All individuals have a pelvic floor, no matter the sex. Despite this fact, the pelvic floor has largely been left out of orthopedic, fitness, and sports education and assessment. Therefore, the pelvic floor is frequently thought of as a “taboo” region of concern that is discussed only during and after pregnancy.


Why is the pelvic floor important? The transversus abdominis (TrA) (Figure 1), diaphragm, pelvic floor muscles (PFM), and multifidus function together to provide spinal support by managing IAP (16). This system has been described by a variety of visual models including a cylinder, a soda can, and a piston (17). As described by Richardson et al. (18), the TrA serves as the wall of the system, with the pelvic floor as the base and the diaphragm as the top. The pelvic floor is the missing link in previous core discussions that ignore the bottom of the soda can.
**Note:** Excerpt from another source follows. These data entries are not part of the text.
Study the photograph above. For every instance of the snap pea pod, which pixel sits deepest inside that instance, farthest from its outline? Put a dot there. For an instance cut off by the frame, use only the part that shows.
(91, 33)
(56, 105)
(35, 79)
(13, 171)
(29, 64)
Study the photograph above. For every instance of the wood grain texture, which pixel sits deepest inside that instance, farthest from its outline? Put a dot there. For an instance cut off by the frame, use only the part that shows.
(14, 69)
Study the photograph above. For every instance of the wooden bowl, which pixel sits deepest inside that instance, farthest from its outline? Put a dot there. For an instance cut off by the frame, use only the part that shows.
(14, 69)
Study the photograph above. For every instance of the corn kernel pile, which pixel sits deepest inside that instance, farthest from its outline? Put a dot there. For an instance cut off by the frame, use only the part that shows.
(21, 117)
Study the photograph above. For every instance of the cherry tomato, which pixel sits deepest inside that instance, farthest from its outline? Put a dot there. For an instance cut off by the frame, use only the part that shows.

One study even concluded that the pelvic floor has a greater influence on low back pain compared with abdominal muscles (19).

Figure 1: 

The TrA originates from the lateral one-third of the inguinal ligament, the anterior two-thirds of the inner lip of the iliac crest, lateral tensor fascia latae, and internal aspects of the lower six costal cartilages, where it also connects to the diaphragm. There are also fascial and muscular connections connecting the TrA to the internal oblique and rectus abdominis muscles. The TrA assists with stability and helps manage IAP with the PFM, diaphragm, and multifidus.